Inchieste «La ragazza di Gladio» di Paolo Biondani, pubblicato da Fuoriscena

Pubblicato 4 mesi faEdizione del 28 maggio 2024

Viviamo in un’epoca dalla memoria corta, che tende a sostituire i fatti con le opinioni e le certezze con le ipotesi. Perciò il libro di Paolo Biondani La ragazza di Gladio (Fuoriscena, pp. 384, euro 18) è oggi più che mai un testo prezioso. Basandosi unicamente sulle sentenze e sui fatti accertati, Biondani ripercorre in quasi quattrocento pagine la storia delle stragi fasciste e mafiose che hanno insanguinato l’Italia tra il 1969 e il 1993.

QUELLO CHE NE EMERGE è uno scenario devastante ma accurato al millimetro, dove ogni virgola ha il suo preciso riscontro e nessuna frase necessita del condizionale. E allora, eccoli, i giovanissimi neonazi di Ordine Nuovo, sguinzagliati con i loro carichi di esplosivo da piazzare all’interno delle banche, nelle piazze e sui treni. Ed ecco gli ufficiali dei carabinieri che li istruivano dentro le caserme, e gli uomini dei servizi segreti che li aiutavano a fuggire all’estero mentre certi anarchici distratti cadevano giù dalle finestre delle questure. Una trama che si è ripetuta più volte, e che ci dice molto su quello che eravamo ma anche su quello che siamo. Biondani ha poi un’ulteriore intuizione: inspirandosi al «follow the money» di falconiana memoria, decide di mettersi sulle tracce dei depositi di armi e di esplosivi: dai «Nasco» di Gladio alle «collezioni private» rinvenute nelle soffitte dei nostri decoratissimi 007. È una prospettiva nuova, che parte dall’arma del delitto e dall’identikit istituzionale di chi ce l’aveva in custodia, collegando in modo ancor più palese i mandanti con gli esecutori – e facendo comprendere, se ancora ce ne fosse bisogno, perché sia i primi che i secondi sono riusciti il più delle volte a farla franca.

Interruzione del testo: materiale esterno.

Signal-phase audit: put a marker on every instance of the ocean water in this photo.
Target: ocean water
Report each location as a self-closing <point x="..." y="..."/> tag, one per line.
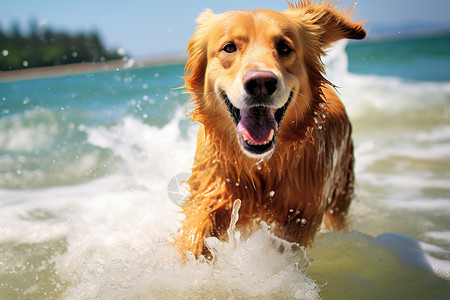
<point x="89" y="166"/>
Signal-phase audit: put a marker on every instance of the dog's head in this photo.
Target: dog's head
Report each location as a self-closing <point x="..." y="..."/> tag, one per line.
<point x="249" y="70"/>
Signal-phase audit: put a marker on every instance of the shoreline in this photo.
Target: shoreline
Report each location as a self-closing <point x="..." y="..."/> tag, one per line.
<point x="81" y="68"/>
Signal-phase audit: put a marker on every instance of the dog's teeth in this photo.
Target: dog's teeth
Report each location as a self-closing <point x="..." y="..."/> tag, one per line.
<point x="271" y="135"/>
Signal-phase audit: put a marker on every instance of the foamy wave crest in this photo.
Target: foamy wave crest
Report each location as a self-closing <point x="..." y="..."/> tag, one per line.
<point x="120" y="252"/>
<point x="368" y="95"/>
<point x="120" y="234"/>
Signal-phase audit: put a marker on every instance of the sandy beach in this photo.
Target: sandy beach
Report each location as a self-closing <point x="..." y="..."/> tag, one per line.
<point x="71" y="69"/>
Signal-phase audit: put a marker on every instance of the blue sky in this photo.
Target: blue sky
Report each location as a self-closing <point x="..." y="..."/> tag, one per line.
<point x="148" y="28"/>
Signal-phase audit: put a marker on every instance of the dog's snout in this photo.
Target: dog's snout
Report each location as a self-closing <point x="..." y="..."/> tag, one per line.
<point x="260" y="83"/>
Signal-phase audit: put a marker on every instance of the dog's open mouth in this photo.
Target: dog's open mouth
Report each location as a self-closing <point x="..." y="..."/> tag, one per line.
<point x="256" y="126"/>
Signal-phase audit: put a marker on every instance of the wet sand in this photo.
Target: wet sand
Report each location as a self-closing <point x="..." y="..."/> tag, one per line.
<point x="72" y="69"/>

La «ragazza» del titolo è l’ultima supertestimone del processo per la strage di Piazza della Loggia, e la sua vicenda è così incredibile e istruttiva che meriterebbe probabilmente un libro a parte. All’epoca aveva 17 anni ed era la fidanzata di Silvio Ferrari, il ventenne ordinovista che morì dilaniato dall’ordigno che egli stesso stava trasportando per le strade di Brescia nella notte del 19 maggio 1974, nove giorni prima dell’eccidio. Oggi, dopo decenni di impaurito silenzio, l’ormai ex ragazza ha finalmente deciso di parlare, infrangendo un voto di omertà che le ha permesso «per miracolo» – come lei stessa confida agli inquirenti – di avere salva la propria vita. «Silvio doveva essere l’autore di una strage al Blue Note», si legge nei verbali. E poi: «Avevamo parlato più volte di questo attentato nei mesi precedenti. L’attentato avrebbe aiutato la destra, o meglio, avrebbe aiutato a far venire in Italia un regime militare».

Ma i passaggi più clamorosi del suo racconto sono decisamente altri. Il progetto della strage al noto jazz club bresciano era stato approntato – sempre secondo la testimone – da alcuni ufficiali dei carabinieri guidati dall’allora capitano Francesco Delfino, che nel 2008 sarebbe stato rinviato a giudizio – e poi assolto – proprio per la strage di piazza della Loggia. «Silvio precisava che lui agiva per i carabinieri – dice la donna -, erano loro che volevano questo attentato».

PER MESI, I NEOFASCISTI di Ordine Nuovo avrebbero avuto libero accesso alle caserme dell’Arma e della Nato, e più volte Silvio Ferrari avrebbe portato con sé proprio la sua fidanzata. Agli appuntamenti partecipava anche un altro ordinovista «ragazzino»: l’allora minorenne Marco Toffaloni, che è stato recentemente rinviato a giudizio con l’accusa di essere stato l’autore materiale dell’eccidio di Brescia. Stragisti e mandanti, per l’appunto – una storia che è necessario non smettere di raccontare.